BumbleBee’s delivery of Cobalt Strike Beacon onto target systems resulted in those systems communicating with Cobalt Strike C2 servers. Cobalt Strike Beacon’s C2 communications resulted in breaches of the following models: 

·      Compromise / Beaconing Activity To External Rare

·      Compromise / High Volume of Connections with Beacon Score

·      Compromise / Large Number of Suspicious Successful Connections

·      Compromise / Sustained SSL or HTTP Increase

·      Compromise / SSL or HTTP Beacon

·      Compromise / Slow Beaconing Activity To External Rare

·      Compromise / SSL Beaconing to Rare Destination 

The threat actors’ subsequent port scanning and SMB enumeration activities caused the following models to breach:

·      Device / Network Scan

·      Anomalous Connection / SMB Enumeration

·      Device / Possible SMB/NTLM Reconnaissance

·      Device / Suspicious Network Scan Activity  

The threat actors’ attempts to obtain account password data from domain controllers using the DCSync technique resulted in breaches of the following models: 

·      Compromise / Unusual SMB Session and DRS

·      Anomalous Connection / Anomalous DRSGetNCChanges Operation

Finally, the threat actors’ attempts to internally distribute and execute payloads resulted in breaches of the following models:

·      Compliance / SMB Drive Write

·      Device / Lateral Movement and C2 Activity

·      Device / SMB Lateral Movement

·      Device / Multiple Lateral Movement Model Breaches

·      Anomalous File / Internal / Unusual SMB Script Write

·      Anomalous File / Internal / Unusual Internal EXE File Transfer

·      Anomalous Connection / High Volume of New or Uncommon Service Control

If Darktrace/Network had been configured in the targeted environments, then it would have blocked BumbleBee’s C2 communications, which would have likely prevented the threat actors from delivering Cobalt Strike Beacon into the target networks. 

Figure 9: Attack timeline

Conclusion

Threat actors use loaders to smuggle more harmful payloads into target networks. Prior to March 2022, it was common to see threat actors using the BazarLoader loader to transfer their payloads into target environments. However, since the public disclosure of the Conti gang’s Jabber chat logs at the end of February, the cybersecurity world has witnessed a shift in tradecraft. Threat actors have seemingly transitioned from using BazarLoader to using a novel loader known as ‘BumbleBee’. Since BumbleBee first made an appearance in March 2022, a growing number of threat actors, in particular ransomware actors, have been observed using it.

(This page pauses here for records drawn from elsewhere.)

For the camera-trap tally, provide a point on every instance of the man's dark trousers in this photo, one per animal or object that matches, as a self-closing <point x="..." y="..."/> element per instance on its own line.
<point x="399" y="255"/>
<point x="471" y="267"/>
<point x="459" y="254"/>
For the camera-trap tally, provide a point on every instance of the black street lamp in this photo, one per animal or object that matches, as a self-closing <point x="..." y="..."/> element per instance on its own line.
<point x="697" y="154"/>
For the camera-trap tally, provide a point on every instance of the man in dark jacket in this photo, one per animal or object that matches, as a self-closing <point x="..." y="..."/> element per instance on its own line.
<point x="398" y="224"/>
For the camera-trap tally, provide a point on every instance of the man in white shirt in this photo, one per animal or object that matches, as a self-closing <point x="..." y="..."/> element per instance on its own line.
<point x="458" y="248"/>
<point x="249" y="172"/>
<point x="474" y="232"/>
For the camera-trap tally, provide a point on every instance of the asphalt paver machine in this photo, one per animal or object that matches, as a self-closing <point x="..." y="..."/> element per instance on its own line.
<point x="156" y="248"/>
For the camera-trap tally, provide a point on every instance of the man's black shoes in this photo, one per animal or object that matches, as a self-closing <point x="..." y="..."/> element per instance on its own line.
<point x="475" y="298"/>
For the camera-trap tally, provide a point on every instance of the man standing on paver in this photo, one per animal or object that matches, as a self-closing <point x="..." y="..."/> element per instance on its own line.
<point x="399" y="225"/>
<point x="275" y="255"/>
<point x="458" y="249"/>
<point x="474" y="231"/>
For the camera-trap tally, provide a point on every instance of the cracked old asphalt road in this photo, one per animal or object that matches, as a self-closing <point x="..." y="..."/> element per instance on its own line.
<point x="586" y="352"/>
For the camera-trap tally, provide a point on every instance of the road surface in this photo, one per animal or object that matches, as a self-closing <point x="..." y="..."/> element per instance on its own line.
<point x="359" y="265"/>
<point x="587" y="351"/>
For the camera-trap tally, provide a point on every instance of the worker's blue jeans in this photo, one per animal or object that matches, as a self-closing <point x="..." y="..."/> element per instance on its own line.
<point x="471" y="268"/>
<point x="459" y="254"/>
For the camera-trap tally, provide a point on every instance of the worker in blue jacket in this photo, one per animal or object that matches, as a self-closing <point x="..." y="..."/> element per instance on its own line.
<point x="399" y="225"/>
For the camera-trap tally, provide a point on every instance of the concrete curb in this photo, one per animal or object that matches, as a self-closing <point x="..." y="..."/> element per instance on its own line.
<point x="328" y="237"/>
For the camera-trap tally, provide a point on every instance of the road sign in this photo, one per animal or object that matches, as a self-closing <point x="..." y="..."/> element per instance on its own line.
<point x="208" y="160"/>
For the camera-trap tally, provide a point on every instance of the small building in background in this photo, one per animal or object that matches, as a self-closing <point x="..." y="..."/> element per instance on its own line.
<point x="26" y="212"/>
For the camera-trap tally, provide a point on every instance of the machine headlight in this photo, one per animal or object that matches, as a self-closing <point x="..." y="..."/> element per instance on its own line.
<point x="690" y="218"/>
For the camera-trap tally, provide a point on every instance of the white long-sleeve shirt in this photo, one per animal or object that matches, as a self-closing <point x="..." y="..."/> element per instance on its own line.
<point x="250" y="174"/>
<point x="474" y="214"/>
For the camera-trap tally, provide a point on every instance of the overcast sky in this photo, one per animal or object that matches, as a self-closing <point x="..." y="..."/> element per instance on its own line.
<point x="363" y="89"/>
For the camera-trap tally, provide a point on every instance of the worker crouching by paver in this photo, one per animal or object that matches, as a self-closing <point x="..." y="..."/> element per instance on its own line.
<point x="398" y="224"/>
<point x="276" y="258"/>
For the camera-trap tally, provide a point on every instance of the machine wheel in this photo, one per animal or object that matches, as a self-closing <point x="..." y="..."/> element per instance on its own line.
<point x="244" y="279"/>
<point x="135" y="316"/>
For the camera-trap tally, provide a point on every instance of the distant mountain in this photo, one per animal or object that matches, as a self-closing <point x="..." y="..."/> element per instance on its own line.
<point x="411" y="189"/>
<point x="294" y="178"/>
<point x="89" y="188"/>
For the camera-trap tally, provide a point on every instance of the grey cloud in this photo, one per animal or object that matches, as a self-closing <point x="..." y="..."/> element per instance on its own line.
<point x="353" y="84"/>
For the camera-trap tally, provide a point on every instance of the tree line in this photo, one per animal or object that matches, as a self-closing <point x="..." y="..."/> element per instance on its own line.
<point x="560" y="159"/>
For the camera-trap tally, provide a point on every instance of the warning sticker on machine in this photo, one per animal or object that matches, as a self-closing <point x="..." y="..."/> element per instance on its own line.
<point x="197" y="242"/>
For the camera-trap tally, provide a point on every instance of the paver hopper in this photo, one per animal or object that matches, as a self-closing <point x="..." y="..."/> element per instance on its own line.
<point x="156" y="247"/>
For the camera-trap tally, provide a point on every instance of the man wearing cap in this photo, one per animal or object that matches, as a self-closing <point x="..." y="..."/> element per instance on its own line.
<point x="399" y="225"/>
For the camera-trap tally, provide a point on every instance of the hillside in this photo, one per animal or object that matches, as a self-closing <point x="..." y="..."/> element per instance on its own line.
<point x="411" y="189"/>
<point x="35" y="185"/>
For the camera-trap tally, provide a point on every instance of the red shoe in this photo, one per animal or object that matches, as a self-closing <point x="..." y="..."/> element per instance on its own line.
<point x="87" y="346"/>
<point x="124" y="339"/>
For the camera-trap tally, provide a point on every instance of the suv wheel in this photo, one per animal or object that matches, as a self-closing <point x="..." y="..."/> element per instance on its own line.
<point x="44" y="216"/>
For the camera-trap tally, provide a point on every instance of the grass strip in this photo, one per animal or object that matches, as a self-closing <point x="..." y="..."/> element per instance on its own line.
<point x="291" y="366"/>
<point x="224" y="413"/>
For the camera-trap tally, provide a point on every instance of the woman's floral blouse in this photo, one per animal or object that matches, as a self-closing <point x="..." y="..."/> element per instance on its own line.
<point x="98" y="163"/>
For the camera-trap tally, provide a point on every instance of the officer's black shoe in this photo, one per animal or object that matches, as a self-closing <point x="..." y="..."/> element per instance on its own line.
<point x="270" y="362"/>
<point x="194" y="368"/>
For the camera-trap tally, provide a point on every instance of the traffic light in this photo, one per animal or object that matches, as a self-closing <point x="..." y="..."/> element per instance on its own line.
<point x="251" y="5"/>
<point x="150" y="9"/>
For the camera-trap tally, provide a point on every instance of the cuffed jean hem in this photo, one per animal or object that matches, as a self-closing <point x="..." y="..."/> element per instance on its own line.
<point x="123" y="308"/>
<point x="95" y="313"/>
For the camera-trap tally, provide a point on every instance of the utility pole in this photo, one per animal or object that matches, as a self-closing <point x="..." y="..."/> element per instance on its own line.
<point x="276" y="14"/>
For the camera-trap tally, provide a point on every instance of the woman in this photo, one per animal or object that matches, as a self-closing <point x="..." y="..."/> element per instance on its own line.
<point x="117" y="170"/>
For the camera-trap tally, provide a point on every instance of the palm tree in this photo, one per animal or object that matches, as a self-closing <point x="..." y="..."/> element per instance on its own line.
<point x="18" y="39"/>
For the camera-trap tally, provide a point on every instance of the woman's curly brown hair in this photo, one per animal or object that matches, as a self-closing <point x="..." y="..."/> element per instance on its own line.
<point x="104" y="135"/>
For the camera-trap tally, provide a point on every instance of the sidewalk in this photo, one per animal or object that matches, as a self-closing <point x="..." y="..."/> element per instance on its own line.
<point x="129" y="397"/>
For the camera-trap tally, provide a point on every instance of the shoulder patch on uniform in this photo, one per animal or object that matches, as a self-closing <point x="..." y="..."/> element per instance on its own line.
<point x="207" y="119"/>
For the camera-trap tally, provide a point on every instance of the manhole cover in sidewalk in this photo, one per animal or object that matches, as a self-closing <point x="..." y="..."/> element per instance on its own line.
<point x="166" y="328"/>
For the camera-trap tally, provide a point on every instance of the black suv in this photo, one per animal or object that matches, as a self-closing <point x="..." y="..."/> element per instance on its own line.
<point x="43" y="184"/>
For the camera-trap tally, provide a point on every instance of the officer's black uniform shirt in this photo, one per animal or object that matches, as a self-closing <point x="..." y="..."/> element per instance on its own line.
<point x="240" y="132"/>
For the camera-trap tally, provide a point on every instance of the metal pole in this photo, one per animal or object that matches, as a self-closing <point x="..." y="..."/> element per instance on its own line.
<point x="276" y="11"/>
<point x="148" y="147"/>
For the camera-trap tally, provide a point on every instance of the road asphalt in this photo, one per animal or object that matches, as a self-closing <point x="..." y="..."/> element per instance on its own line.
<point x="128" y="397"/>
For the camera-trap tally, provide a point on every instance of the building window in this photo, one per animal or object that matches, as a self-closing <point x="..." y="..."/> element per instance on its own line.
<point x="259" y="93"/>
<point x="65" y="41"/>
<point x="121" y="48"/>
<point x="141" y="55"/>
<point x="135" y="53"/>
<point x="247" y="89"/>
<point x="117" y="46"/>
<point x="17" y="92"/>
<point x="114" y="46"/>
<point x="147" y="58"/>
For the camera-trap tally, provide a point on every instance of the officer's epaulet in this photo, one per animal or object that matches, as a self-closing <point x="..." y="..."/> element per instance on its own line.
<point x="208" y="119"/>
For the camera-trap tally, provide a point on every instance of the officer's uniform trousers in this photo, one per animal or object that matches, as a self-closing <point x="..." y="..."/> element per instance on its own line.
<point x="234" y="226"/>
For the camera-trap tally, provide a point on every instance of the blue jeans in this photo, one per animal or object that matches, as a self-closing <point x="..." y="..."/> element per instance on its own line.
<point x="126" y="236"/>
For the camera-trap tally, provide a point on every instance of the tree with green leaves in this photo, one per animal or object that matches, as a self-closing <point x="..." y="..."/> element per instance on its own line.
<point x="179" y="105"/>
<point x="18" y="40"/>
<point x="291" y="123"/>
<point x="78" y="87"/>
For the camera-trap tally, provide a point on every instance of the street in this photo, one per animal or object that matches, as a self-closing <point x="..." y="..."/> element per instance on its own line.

It is likely that this trend will continue, which makes the detection of BumbleBee activity vital for the prevention of ransomware deployment within organisations’ networks. During April, Darktrace’s SOC team observed a particular pattern of threat actor activity involving the BumbleBee loader. After tricking users into running BumbleBee on their devices, threat actors were seen instructing BumbleBee to drop Cobalt Strike Beacon. Threat actors then leveraged Cobalt Strike Beacon to conduct network reconnaissance, obtain account password data from internal domain controllers, and distribute malicious payloads internally.  Darktrace’s detection of these activities prevented the threat actors from achieving their likely harmful objectives.  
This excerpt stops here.